Timnit Gebru
Co-Lead, Ethical AI Team · Google · 2020
Forced out after co-authoring a paper on the harms of large language models ('On the Dangers of Stochastic Parrots'). Google objected to publication and demanded she retract or remove her name.
Gebru co-authored a landmark paper examining the risks of large language models — environmental costs, encoded biases, and the illusion of understanding. When Google demanded she retract it or remove her name, she refused and was terminated. Her firing exposed deep tensions between corporate AI labs and the researchers tasked with studying the harms of their own products, and triggered a wave of solidarity resignations from colleagues who saw her ouster as proof that internal ethics work was tolerated only when it did not threaten business interests.
Sources
- We read the paper that forced Timnit Gebru out of Google. Here's what it says.MIT Technology Review
- 'I started crying': Inside Timnit Gebru's last days at GoogleMIT Technology Review
Key Publications
- Datasheets for DatasetsarXivpreprint
This paper proposes that every dataset used in machine learning should be accompanied by a standardized 'datasheet' documenting key information about its creation, composition, intended uses, and limitations, modeled on the datasheets that accompany electronic components in the hardware industry. The authors argue that the lack of documentation around training data contributes to the reproduction of biases, the use of datasets in inappropriate contexts, and the difficulty of auditing AI systems for fairness and accountability. The proposed datasheet template includes questions about the motivation behind dataset collection, the demographic composition of the data, how consent was obtained from data subjects, and what preprocessing or labeling steps were applied. By creating a shared standard for dataset transparency, the paper aims to shift responsibility upstream in the machine learning pipeline and make it easier for researchers and practitioners to make informed decisions about which data to use. The framework has since been adopted or adapted by several major organizations and has influenced broader movements toward documentation standards in AI, including model cards and system cards.

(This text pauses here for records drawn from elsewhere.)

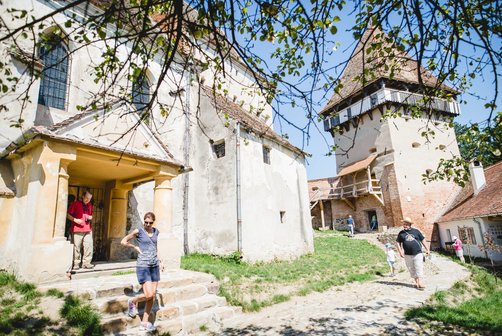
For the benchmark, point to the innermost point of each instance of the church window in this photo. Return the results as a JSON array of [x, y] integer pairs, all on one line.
[[53, 85]]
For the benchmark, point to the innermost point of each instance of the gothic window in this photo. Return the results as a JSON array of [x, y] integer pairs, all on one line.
[[54, 77], [141, 93]]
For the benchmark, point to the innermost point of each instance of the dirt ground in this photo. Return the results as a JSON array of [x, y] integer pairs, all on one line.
[[370, 308]]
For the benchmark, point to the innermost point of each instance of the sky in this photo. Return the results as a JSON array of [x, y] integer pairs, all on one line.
[[320, 165]]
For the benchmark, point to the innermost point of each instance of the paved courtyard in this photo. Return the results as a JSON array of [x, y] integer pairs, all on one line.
[[369, 308]]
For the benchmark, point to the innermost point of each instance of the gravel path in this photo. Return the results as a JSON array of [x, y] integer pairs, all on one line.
[[370, 308]]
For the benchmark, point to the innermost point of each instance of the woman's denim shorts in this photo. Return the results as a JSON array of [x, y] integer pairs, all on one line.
[[148, 274]]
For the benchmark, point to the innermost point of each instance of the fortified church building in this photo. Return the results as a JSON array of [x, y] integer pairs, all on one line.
[[377, 120], [242, 186]]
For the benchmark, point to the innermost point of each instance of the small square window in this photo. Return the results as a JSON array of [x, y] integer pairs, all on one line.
[[373, 100], [282, 214], [219, 149], [266, 154]]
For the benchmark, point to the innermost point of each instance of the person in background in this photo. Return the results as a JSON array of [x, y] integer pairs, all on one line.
[[148, 268], [409, 243], [391, 258], [350, 223], [374, 223], [80, 214], [457, 245]]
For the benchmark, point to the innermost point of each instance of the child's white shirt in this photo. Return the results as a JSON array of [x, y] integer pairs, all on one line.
[[391, 255]]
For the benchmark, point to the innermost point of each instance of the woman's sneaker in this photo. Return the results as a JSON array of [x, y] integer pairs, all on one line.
[[147, 326], [132, 311]]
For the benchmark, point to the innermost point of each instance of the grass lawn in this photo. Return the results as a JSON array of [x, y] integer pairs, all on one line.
[[337, 260], [475, 304], [22, 312]]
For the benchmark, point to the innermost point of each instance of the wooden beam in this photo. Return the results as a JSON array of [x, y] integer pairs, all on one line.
[[349, 203]]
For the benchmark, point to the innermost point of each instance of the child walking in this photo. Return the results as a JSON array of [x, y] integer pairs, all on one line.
[[391, 258]]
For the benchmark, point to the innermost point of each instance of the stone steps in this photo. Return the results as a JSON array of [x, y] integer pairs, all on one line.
[[184, 302]]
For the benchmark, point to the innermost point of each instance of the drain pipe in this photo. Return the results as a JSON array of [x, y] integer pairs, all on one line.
[[482, 236], [238, 184], [186, 158]]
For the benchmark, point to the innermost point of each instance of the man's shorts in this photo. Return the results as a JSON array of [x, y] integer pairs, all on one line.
[[148, 274]]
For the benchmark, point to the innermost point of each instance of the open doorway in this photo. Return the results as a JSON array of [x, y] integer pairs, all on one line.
[[372, 220], [98, 226]]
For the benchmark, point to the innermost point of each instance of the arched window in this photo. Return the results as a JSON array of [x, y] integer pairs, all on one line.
[[141, 93], [54, 56]]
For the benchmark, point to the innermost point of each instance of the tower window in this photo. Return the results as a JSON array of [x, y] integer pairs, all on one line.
[[266, 154], [54, 56], [373, 100], [141, 93], [219, 149]]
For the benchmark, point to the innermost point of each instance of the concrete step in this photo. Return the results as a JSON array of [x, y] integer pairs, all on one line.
[[179, 310], [118, 304], [184, 300], [210, 319], [106, 286]]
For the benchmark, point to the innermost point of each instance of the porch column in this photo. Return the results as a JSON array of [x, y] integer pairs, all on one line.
[[170, 247], [62, 201], [117, 223], [321, 206]]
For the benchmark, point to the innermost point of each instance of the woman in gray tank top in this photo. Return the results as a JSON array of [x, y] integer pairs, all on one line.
[[148, 267]]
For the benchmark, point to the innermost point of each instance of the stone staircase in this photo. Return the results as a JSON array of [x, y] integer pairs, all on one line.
[[186, 301]]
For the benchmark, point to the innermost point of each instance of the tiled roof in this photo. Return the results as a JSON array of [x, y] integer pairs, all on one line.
[[54, 128], [486, 203], [52, 133], [237, 113], [376, 62]]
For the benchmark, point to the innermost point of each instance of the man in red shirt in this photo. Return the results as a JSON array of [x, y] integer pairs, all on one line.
[[80, 214]]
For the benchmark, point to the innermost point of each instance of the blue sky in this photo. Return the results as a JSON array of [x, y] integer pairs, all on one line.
[[320, 165]]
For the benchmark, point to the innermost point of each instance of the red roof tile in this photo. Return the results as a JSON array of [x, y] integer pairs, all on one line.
[[237, 113], [377, 64]]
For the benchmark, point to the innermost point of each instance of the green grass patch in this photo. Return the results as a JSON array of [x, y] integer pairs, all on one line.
[[21, 313], [81, 316], [482, 312], [337, 260], [123, 272], [19, 307]]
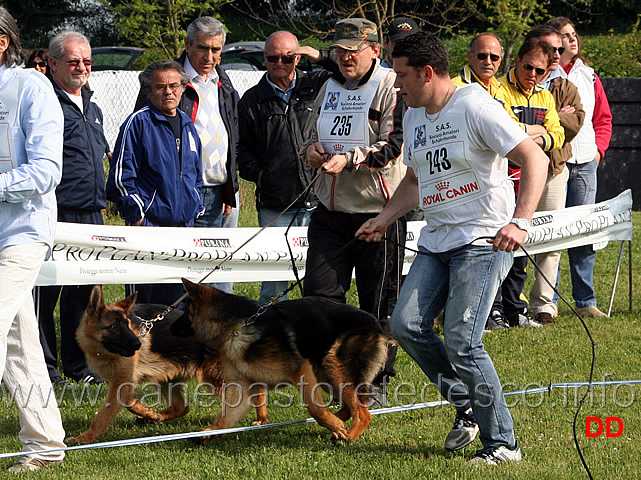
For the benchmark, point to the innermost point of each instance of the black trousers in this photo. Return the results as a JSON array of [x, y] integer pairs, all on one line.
[[73, 302], [333, 254]]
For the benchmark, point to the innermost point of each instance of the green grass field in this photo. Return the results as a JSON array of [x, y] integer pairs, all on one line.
[[404, 445]]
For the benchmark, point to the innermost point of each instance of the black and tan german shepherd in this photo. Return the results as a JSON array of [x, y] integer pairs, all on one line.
[[307, 342], [108, 336]]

- On the Dangers of Stochastic Parrots: Can Language Models Be Too Big?ACM FAccT 2021paper
This paper argues that the race to build ever-larger language models carries significant and under-examined risks, including the substantial environmental costs of training runs that consume enormous amounts of energy and water. The authors document how large training corpora inevitably encode the biases, stereotypes, and toxic language prevalent on the internet, and demonstrate that these biases are then reproduced and amplified by the models trained on them. They introduce the metaphor of a 'stochastic parrot' to describe how language models generate fluent text by pattern-matching without genuine understanding, creating a dangerous illusion of competence that can mislead users. The paper calls for greater investment in careful data curation, documentation practices, and research into smaller, more efficient models as alternatives to uncritical scaling. Beyond its technical contributions, the paper became a flashpoint in debates about research freedom, corporate influence over AI ethics, and the treatment of dissenting voices within major technology companies after co-author Timnit Gebru's departure from Google.